Ravi's brother Sekar grows fond of Shanthi and tells Ravi so. Ravi suggests they marry. Shanthi is upset and reveals her identity to Ravi's family. Ravi's sight is restored by an operation. He recognises Shanti and rushes to the marriage hall to find that Shanthi's sister is married to his brother. Ravi reunites with Shanti while Nalini joins the Red Cross and flies to Switzerland. The movie ends with Ravi and Shanthi working together to benefit mankind.

== Cast ==
- Sivaji Ganesan as Dr. Ravi
- B. Saroja Devi as Shanthi & Neela
- Sowcar Janaki as Nalini
- M. R. Radha as Mama
- T. S. Balaiah as Chinnavar
- S. V. Subbaiah as Periyavar
- M. S. Sundari Bai as Gomathi
- A. Karunanidhi as Sanjeevi
- Manorama as Mayilvahanam
- C. T. Rajakantham as Maruthayee
- K. Sairam as Devangu
- S. A. Kannan as Shanthi's uncle
- T. Thangaraj
- V. Nagayya as Doctor (Guest appearance)
- Prem Nazir as Sekar
- K. D. Santhanam as Bai

== Production ==
The song "Thendral Varum" which was picturised on Sowcar Janaki was removed from the film due to length issues.

== Soundtrack ==
The music was composed by Viswanathan–Ramamoorthy (a duo consisting of M. S. Viswanathan and T. K. Ramamoorthy) with lyrics by Kannadasan. The song "Ennai Yaarendru" is based on Sindhu Bhairavi raga, "Indha Nadagam" is based on Shubhapantuvarali, "Kadhal Siragai" is based on Kapi, and "Paalum Pazhamum" is based on Natabhairavi. The song "Naan Pesa Ninaippathellam" was written by Kannadasan to showcase his friendship with Viswanathan.

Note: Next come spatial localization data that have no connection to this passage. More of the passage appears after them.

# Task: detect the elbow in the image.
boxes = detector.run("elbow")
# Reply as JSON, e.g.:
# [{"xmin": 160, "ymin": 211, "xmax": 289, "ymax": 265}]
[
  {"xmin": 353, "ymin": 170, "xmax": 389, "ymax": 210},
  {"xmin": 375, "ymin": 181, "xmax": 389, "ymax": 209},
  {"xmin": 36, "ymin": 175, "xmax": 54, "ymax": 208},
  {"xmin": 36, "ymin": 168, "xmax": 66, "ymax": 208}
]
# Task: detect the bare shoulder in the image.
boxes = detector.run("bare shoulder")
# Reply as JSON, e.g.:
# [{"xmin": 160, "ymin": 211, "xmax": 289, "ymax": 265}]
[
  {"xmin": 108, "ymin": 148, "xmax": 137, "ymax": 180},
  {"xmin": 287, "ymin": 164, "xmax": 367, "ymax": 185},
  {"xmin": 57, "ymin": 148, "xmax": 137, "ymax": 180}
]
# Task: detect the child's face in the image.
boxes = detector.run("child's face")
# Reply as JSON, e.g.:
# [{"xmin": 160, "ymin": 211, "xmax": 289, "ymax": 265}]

| Song | Singers | Length |
|---|---|---|
| "Aalaya Mainiyin" | P. Susheela | 03:19 |
| "Ennai Yaar Endru" | T. M. Soundararajan, P. Susheela | 03:50 |
| "Intha Nadagam" | P. Susheela | 03:27 |
| "Kadhal Siragai" | P. Susheela | 04:04 |
| "Naan Pesa Ninaippathellam" | T. M. Soundararajan, P. Susheela | 03:06 |
| "Naan Pesa Ninaippathellam" (Sad) | T. M. Soundararajan, P. Susheela | 04:24 |
| "Paalum Pazhamamum" | T. M. Soundararajan | 03:23 |
| "Ponaal Pogattum Poda" | T. M. Soundararajan, M. S. Viswanathan | 06:10 |
| "Thendral Varum" | P. Susheela | 03:11 |

== Release and reception ==
Palum Pazhamum was released on 9 September 1961, and distributed by Sivaji Films. Kumudam praised the film for Saroja Devi's performance. Kanthan of Kalki criticised the film title's lack of relevance to the story, but called the film an entertainer. The film ran for over 100 days in theatres.

== In popular culture ==
The film's title also became the name for a collection of silk saris.